Skip to content

coef se in lme

4 messages · Douglas Bates, Doran, Harold, dave fournier

#
On 10/15/07, Doran, Harold <HDoran at air.org> wrote:
The vcov method returns the estimated variance-covariance matrix of
the fixed-effects only.  I think Irene's question is about the
combination of the fixed-effects parameters and the BLUPs of the
random effects that is returned by the coef method applied to an lmer
object.  (You may recall that you were the person who requested such a
method in lme4 like the coef method in nlme :-)

On the face of it this quantity should be easy to define and evaluate
but in fact it is not easy to do so because these are combinations of
model parameters (the fixed effects) and unobserved random variables
(the random effects).  It gets a bit tricky trying to decide what the
variance of this combination would be.  I think there is a sensible
definition, or at least a computationally reasonable definition, but
there are still a few slippery points in the argument.

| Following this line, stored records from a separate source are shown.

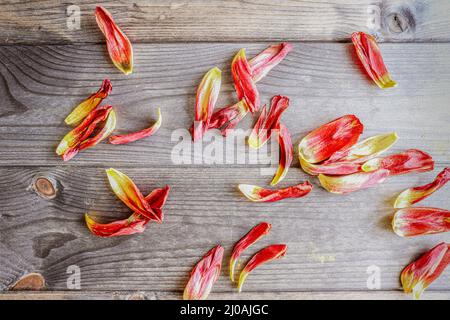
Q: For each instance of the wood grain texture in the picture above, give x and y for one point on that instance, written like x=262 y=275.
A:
x=225 y=20
x=42 y=84
x=332 y=239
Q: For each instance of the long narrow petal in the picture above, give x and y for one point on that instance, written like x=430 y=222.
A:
x=82 y=110
x=365 y=150
x=286 y=154
x=227 y=118
x=128 y=193
x=418 y=275
x=119 y=47
x=410 y=222
x=413 y=195
x=131 y=137
x=411 y=160
x=204 y=275
x=268 y=59
x=324 y=141
x=270 y=253
x=352 y=182
x=267 y=122
x=246 y=241
x=243 y=81
x=258 y=194
x=207 y=94
x=370 y=56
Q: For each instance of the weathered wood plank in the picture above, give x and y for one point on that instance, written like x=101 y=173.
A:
x=332 y=239
x=41 y=84
x=54 y=21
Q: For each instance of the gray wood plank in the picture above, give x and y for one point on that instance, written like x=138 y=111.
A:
x=332 y=239
x=223 y=20
x=40 y=85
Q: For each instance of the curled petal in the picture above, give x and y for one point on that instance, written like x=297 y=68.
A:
x=83 y=109
x=418 y=275
x=352 y=182
x=410 y=222
x=324 y=141
x=365 y=150
x=267 y=122
x=246 y=241
x=204 y=275
x=228 y=117
x=270 y=253
x=370 y=56
x=413 y=195
x=411 y=160
x=131 y=137
x=207 y=94
x=119 y=47
x=268 y=59
x=243 y=81
x=286 y=154
x=258 y=194
x=128 y=193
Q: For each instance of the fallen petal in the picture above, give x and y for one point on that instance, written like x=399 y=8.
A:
x=417 y=276
x=370 y=56
x=270 y=253
x=131 y=137
x=411 y=160
x=352 y=182
x=329 y=138
x=119 y=47
x=410 y=222
x=204 y=275
x=92 y=102
x=258 y=194
x=413 y=195
x=246 y=241
x=286 y=154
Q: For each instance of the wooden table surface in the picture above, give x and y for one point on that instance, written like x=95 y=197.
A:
x=47 y=67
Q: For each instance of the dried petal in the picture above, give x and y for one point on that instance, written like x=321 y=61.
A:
x=207 y=94
x=413 y=195
x=246 y=241
x=267 y=122
x=417 y=276
x=268 y=59
x=258 y=194
x=324 y=141
x=128 y=192
x=410 y=222
x=243 y=81
x=370 y=56
x=352 y=182
x=286 y=154
x=227 y=118
x=119 y=47
x=270 y=253
x=131 y=137
x=411 y=160
x=83 y=109
x=204 y=275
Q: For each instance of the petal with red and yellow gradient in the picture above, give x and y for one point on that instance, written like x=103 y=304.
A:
x=270 y=253
x=258 y=194
x=413 y=195
x=82 y=110
x=323 y=142
x=117 y=43
x=410 y=222
x=418 y=275
x=204 y=275
x=370 y=56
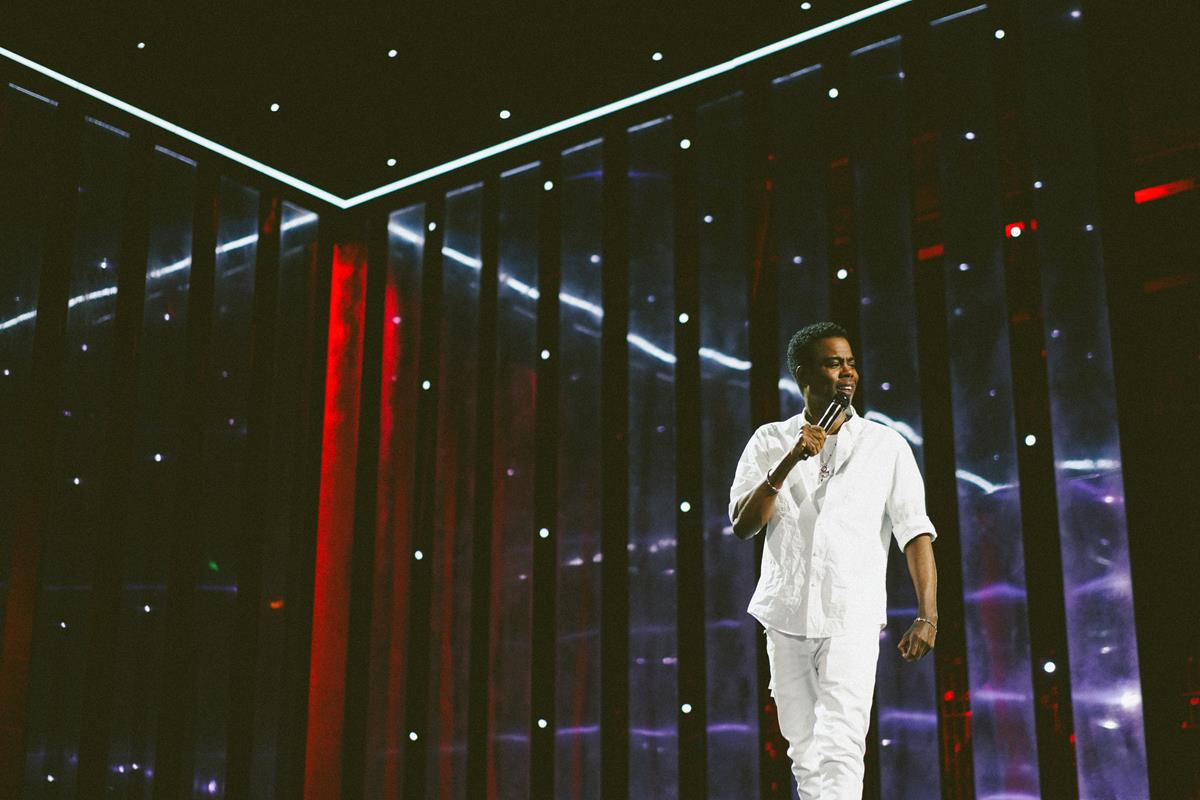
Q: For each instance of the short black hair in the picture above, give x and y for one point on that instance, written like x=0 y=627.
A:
x=799 y=347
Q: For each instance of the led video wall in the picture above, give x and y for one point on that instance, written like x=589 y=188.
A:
x=429 y=499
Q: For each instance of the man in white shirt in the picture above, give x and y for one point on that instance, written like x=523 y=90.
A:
x=829 y=505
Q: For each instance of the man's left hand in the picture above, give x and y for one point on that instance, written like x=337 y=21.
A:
x=917 y=641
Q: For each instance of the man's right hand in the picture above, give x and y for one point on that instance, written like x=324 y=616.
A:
x=810 y=443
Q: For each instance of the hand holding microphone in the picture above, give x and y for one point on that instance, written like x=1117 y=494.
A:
x=813 y=437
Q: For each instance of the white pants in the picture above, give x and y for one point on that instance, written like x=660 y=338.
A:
x=823 y=690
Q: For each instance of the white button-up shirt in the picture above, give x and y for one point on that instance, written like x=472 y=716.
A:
x=823 y=571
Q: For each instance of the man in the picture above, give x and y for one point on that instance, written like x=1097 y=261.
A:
x=829 y=505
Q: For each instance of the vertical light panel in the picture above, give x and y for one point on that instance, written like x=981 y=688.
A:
x=731 y=638
x=577 y=605
x=906 y=692
x=1105 y=681
x=285 y=517
x=225 y=450
x=65 y=576
x=387 y=731
x=24 y=172
x=801 y=221
x=994 y=584
x=454 y=497
x=513 y=499
x=154 y=486
x=653 y=642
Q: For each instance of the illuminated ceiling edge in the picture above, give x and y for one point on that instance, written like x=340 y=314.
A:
x=462 y=161
x=171 y=127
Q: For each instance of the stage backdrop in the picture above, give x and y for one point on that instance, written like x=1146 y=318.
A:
x=427 y=499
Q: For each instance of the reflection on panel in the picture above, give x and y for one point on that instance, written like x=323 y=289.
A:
x=223 y=451
x=1105 y=681
x=65 y=579
x=577 y=600
x=454 y=525
x=731 y=638
x=286 y=525
x=801 y=221
x=24 y=173
x=653 y=643
x=907 y=714
x=154 y=485
x=513 y=483
x=1002 y=723
x=387 y=732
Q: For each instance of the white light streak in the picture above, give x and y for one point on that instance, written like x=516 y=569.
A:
x=903 y=428
x=627 y=102
x=181 y=132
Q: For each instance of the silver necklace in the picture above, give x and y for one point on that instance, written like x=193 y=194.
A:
x=826 y=469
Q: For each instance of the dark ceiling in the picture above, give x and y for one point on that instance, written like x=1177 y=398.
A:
x=346 y=106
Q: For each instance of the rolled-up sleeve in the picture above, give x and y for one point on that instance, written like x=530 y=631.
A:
x=751 y=468
x=906 y=501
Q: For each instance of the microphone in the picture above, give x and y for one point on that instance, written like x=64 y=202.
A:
x=840 y=403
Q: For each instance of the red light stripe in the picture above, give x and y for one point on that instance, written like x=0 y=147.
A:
x=335 y=523
x=1163 y=190
x=933 y=251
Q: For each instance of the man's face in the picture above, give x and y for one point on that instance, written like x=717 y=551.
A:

Lately I have taken to referring to the "estimates" of the random
effects, what are sometimes called the BLUPs or Best Linear Unbiased
Predictors, as the "conditional modes" of the random effects.  That
is, they are the values that maximize the density of the random
effects given the observed data and the values of the model
parameters.  For a linear mixed model the conditional distribution of
the random effects is multivariate normal so the conditional modes are
also the conditional means.  Also, we can evaluate the conditional
variance-covariance matrix of the random effects up to a scale factor.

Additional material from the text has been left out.